M Is for the Mudflaps

I figure everyone with a pulse, or an approximation, is waxing poetic today in honor of Mother's Day, as well we should except....my mom is a tough old broad who wrangled six of us to adulthood, the last three for a significant distance without her partner of (at that time) nearly thirty years. At some point today, unless I beat her to the phone call, she'll call to wish my wife a Happy Mother's Day and then walk across the street to the beach on the ocean where she lives in Florida. Don't ask her what the Spanish word for snow is because Mom hates snow, really hates snow.

When I was a kid, Mom was more than unflappable, she was a force of nature and in the nearly three decades since the death of her husband, all of her children, joined by grandchildren and now great-grand children have watched her lead the life she wishes after taking care of so many of us for so long. Mom came to visit Sigrid and me and our two children when we all still lived in Germany.

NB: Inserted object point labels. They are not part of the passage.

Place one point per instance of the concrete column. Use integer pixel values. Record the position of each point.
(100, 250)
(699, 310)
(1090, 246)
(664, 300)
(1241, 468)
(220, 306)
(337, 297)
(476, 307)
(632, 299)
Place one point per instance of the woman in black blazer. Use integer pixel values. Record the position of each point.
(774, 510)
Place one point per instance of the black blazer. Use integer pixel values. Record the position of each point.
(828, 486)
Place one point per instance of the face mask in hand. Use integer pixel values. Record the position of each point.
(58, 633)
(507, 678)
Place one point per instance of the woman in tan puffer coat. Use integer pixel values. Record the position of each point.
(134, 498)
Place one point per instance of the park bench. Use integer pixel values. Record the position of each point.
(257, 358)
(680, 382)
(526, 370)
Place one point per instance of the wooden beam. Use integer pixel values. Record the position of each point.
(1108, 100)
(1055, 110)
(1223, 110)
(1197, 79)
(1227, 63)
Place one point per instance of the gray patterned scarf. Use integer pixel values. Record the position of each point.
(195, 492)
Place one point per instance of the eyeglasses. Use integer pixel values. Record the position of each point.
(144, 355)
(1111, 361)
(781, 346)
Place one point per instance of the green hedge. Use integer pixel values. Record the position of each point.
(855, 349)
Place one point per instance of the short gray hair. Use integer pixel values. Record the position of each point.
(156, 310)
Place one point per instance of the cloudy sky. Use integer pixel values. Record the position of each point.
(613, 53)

She and Franz and Anni Schubert, Sigrid's parents, got along wonderfully well even though they shared not a single syllable of a common language. Sigrid's mom was a Rubble Woman upon whose back the Federal Republic of Germany became the economic engine of Europe in the decade after World War II. Anni's husband passed some years ago. The two women took, and take, no shit from anybody and raised children pretty much who are the same way.

My sisters, Evan, Kara and Jill are accomplished, masterful and successful. They take care of their own families with the same devotion and also the same discipline (no feet on tables, no glasses without coasters) as their mother did them. Glenn, Russ and Joe are fortunate to have them in their lives and smart enough to know it.

I and my two brothers, Kelly and Adam, are married to women, Sigrid, Linda and Margaret whose Moms raised them to give us the confidence every day to go out into the world and try to reinvent it in our own image and, when we come home at the end of each day, defeated but undaunted, to convince us we can begin again on the morrow because of their love and support. I think at last count we have collectively two point three boxcars of children, some with families of their own.

I realize you fear with my diabetes being so sweet puts me in danger of being terminally mushy. No worries, I'm not, as I choose to invoke the deathless words of Ray Wylie Hubbard to close. Love ya, Mom(s), all of you.